For those people we find difficult or who put us down:

I tell you, love your enemies and pray for those who persecute you.

Matt. 5. 44

For children and young people:

Then people brought little children to Jesus for him to place his hands on them and pray for them. But the disciples rebuked them. Jesus said, “Let the little children come to me, and do not hinder them, for the kingdom of heaven belongs to such as these.”

Matt. 19. 13,14

For faith and unity so that our message to other people may be effective:

My prayer is not for them alone. I pray also for those who will believe in me through their message, that all of them may be one, Father, just as you are in me and I am in you. May they also be in us so that the world may believe that you have sent me.

John 17. 20,21

We will probably spend the majority of our time praying for the needs of those we love – our family and friends.
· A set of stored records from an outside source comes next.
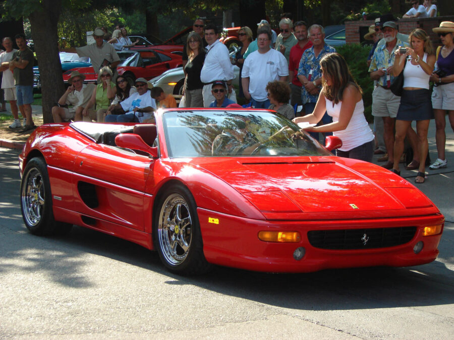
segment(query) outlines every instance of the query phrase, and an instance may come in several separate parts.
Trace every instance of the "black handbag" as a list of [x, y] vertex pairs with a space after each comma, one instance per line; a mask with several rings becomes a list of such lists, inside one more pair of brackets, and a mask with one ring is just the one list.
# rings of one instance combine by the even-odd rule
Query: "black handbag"
[[[404, 67], [405, 69], [405, 67]], [[400, 74], [394, 78], [394, 81], [389, 87], [389, 90], [395, 95], [401, 97], [402, 95], [402, 89], [404, 87], [404, 69]]]

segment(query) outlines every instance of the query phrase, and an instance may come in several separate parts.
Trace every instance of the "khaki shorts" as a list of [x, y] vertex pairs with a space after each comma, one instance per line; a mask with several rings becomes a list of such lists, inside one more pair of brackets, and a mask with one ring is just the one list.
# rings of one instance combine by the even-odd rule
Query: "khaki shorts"
[[433, 87], [432, 107], [438, 110], [454, 110], [454, 83]]
[[390, 90], [378, 86], [372, 92], [373, 116], [395, 118], [400, 105], [401, 97], [393, 94]]
[[4, 89], [5, 92], [5, 100], [17, 100], [17, 97], [16, 94], [16, 87], [9, 87], [7, 89]]

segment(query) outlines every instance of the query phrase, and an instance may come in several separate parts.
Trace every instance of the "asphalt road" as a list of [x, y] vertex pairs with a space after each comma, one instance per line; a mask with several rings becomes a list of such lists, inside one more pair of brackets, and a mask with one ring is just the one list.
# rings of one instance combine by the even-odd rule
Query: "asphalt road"
[[155, 253], [81, 227], [28, 233], [18, 155], [0, 149], [0, 338], [452, 338], [449, 172], [420, 187], [450, 221], [431, 263], [306, 275], [217, 267], [188, 278]]

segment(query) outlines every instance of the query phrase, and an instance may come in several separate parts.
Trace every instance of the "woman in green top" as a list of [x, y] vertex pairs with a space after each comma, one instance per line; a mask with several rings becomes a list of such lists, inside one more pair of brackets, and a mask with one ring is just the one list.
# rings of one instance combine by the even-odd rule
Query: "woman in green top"
[[[98, 123], [104, 121], [104, 113], [109, 108], [110, 102], [115, 98], [117, 86], [112, 81], [112, 70], [108, 66], [101, 67], [98, 74], [98, 85], [93, 90], [91, 98], [82, 112], [82, 119], [84, 121], [96, 120]], [[96, 110], [91, 108], [96, 103]], [[78, 120], [76, 117], [76, 120]]]

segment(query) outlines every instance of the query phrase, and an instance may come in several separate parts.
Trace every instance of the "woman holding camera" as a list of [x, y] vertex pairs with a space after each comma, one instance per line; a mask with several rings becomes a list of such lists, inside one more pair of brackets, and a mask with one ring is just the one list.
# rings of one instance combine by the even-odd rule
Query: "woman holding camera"
[[426, 158], [429, 149], [427, 130], [433, 117], [429, 98], [429, 78], [433, 70], [435, 58], [427, 33], [420, 28], [413, 30], [409, 37], [410, 47], [398, 48], [392, 66], [392, 75], [396, 77], [404, 70], [404, 86], [401, 105], [395, 118], [394, 164], [391, 171], [400, 174], [399, 161], [404, 153], [404, 140], [413, 120], [416, 121], [419, 164], [415, 183], [424, 183]]
[[437, 67], [430, 77], [433, 82], [432, 107], [435, 118], [435, 141], [438, 158], [429, 167], [432, 170], [445, 168], [447, 161], [444, 154], [446, 144], [446, 113], [447, 111], [451, 128], [454, 131], [454, 23], [443, 21], [439, 27], [432, 29], [441, 40], [443, 47], [438, 53]]

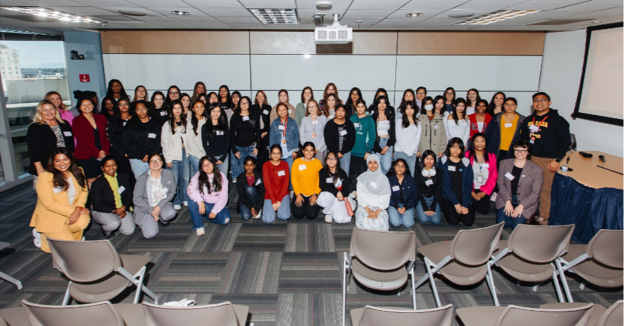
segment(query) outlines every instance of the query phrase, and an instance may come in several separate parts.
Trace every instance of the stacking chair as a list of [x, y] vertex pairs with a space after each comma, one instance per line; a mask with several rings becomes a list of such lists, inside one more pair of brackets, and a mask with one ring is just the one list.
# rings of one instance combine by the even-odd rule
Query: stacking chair
[[84, 303], [106, 301], [130, 283], [137, 287], [135, 303], [142, 291], [158, 304], [158, 297], [143, 284], [148, 256], [119, 255], [108, 240], [48, 240], [53, 266], [70, 280], [63, 305], [70, 297]]
[[[521, 224], [512, 232], [507, 241], [501, 240], [499, 248], [488, 264], [496, 265], [520, 281], [541, 282], [552, 278], [559, 302], [563, 302], [557, 275], [562, 273], [557, 258], [567, 251], [574, 230], [574, 224], [534, 226]], [[555, 266], [556, 264], [556, 266]], [[558, 272], [558, 273], [557, 273]], [[534, 287], [534, 291], [537, 287]], [[492, 291], [494, 302], [496, 292]]]
[[[148, 326], [245, 326], [249, 307], [229, 302], [201, 306], [171, 307], [143, 303]], [[253, 326], [253, 323], [251, 326]]]
[[492, 293], [494, 305], [499, 305], [492, 270], [487, 261], [492, 253], [499, 247], [501, 233], [505, 223], [475, 230], [461, 230], [453, 241], [427, 244], [418, 248], [424, 257], [427, 273], [418, 282], [420, 287], [428, 279], [433, 289], [435, 303], [441, 307], [433, 275], [439, 273], [450, 282], [459, 285], [472, 285], [485, 278]]
[[593, 303], [556, 309], [514, 305], [469, 307], [456, 311], [464, 326], [584, 326], [593, 307]]
[[119, 313], [107, 302], [73, 306], [51, 306], [21, 301], [32, 326], [124, 326]]
[[[347, 291], [351, 273], [362, 285], [376, 290], [391, 291], [412, 278], [412, 305], [416, 309], [414, 291], [414, 263], [416, 233], [353, 229], [349, 255], [343, 262], [343, 325], [347, 309]], [[409, 262], [407, 269], [405, 264]]]
[[441, 308], [412, 310], [405, 308], [381, 308], [366, 306], [351, 310], [353, 326], [380, 325], [417, 325], [418, 326], [451, 326], [453, 305]]

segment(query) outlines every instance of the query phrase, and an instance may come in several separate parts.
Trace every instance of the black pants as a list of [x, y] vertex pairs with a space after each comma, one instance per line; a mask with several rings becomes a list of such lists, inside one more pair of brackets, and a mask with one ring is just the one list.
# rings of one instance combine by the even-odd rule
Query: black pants
[[[487, 201], [489, 202], [489, 200]], [[440, 201], [440, 208], [444, 215], [444, 219], [451, 225], [458, 225], [461, 222], [466, 226], [470, 226], [474, 223], [474, 208], [472, 205], [468, 206], [468, 214], [458, 214], [453, 201], [442, 198]]]
[[301, 197], [304, 199], [304, 202], [302, 203], [301, 206], [297, 206], [295, 201], [297, 201], [297, 196], [293, 197], [292, 202], [291, 203], [291, 212], [293, 212], [293, 216], [295, 217], [295, 219], [302, 219], [304, 217], [308, 219], [314, 219], [316, 218], [317, 215], [318, 215], [318, 212], [320, 210], [320, 206], [318, 205], [310, 205], [310, 198], [304, 196], [303, 194]]
[[[381, 168], [381, 167], [378, 167]], [[368, 166], [366, 165], [366, 160], [363, 157], [356, 156], [351, 154], [351, 165], [349, 167], [349, 179], [351, 180], [351, 185], [354, 190], [357, 190], [358, 176], [366, 172]]]
[[[473, 192], [477, 193], [479, 191], [472, 190]], [[485, 215], [489, 212], [489, 195], [485, 194], [483, 196], [483, 198], [481, 198], [480, 200], [474, 200], [472, 199], [472, 207], [474, 208], [474, 210], [477, 212]]]

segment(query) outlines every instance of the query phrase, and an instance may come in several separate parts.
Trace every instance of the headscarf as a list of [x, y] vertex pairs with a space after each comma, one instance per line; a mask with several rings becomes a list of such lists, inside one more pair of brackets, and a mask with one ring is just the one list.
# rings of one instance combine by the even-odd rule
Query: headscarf
[[[374, 160], [379, 164], [379, 156], [372, 154], [369, 154], [366, 159], [366, 166], [368, 167], [368, 163]], [[378, 166], [377, 170], [371, 171], [368, 169], [365, 172], [358, 176], [358, 181], [361, 182], [366, 190], [373, 194], [377, 195], [390, 194], [390, 182], [388, 178], [381, 173], [381, 167]]]

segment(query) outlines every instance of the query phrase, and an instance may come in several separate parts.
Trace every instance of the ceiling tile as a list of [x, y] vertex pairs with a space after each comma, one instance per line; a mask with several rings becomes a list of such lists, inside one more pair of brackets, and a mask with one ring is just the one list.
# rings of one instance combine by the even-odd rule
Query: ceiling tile
[[385, 18], [395, 11], [392, 9], [349, 9], [343, 18]]

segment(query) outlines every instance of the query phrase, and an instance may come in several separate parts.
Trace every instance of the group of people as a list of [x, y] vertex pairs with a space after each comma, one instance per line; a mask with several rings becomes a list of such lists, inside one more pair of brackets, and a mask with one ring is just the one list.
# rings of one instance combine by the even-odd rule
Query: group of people
[[191, 95], [172, 86], [148, 97], [138, 86], [130, 99], [112, 80], [101, 100], [75, 92], [74, 116], [49, 93], [26, 136], [35, 244], [49, 251], [46, 237], [79, 240], [89, 217], [106, 238], [135, 226], [151, 238], [182, 205], [201, 235], [204, 220], [229, 222], [229, 179], [245, 220], [312, 219], [322, 209], [329, 223], [354, 215], [369, 229], [442, 215], [470, 226], [495, 200], [497, 220], [512, 228], [548, 221], [570, 135], [545, 93], [533, 95], [528, 117], [516, 99], [498, 92], [488, 103], [476, 89], [466, 99], [451, 87], [435, 98], [407, 89], [396, 109], [383, 89], [370, 105], [356, 87], [340, 100], [333, 83], [320, 100], [304, 88], [296, 107], [288, 91], [278, 95], [271, 107], [263, 91], [252, 102], [198, 82]]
Sometimes, we don’t know how to pray, but Paul encourages us to allow the Holy Spirit to take control of our prayer life, when prayer becomes difficult:

In the same way, the Spirit helps us in our weakness. We do not know what we ought to pray for, but the Spirit himself intercedes for us through wordless groans.And he who searches our hearts knows the mind of the Spirit, because the Spirit intercedes for God’s people in accordance with the will of God. And we know that in all things God works for the good of those who love him, who have been called according to his purpose.

Rom 8. 26-28

As we come to pray for ourselves, we remember our own humanity. We will be blessed only as we become a blessing for others. Sometimes this will involve the heartache of confessing things to each other that are difficult to express – making sure that circumstances of the past do not become a barrier to effective prayer today:

Therefore confess your sins to each other and pray for each other so that you may be healed. The prayer of a righteous person is powerful and effective. Elijah was a human being, even as we are. He prayed earnestly that it would not rain, and it did not rain on the land for three and a half years. Again he prayed, and the heavens gave rain, and the earth produced its crops.

Jas. 5. 16-18

I believe that our intercessory prayers will not only be effective for supporting the lives of others, but will also change us from the inside-out as we focus on the needs of those around us.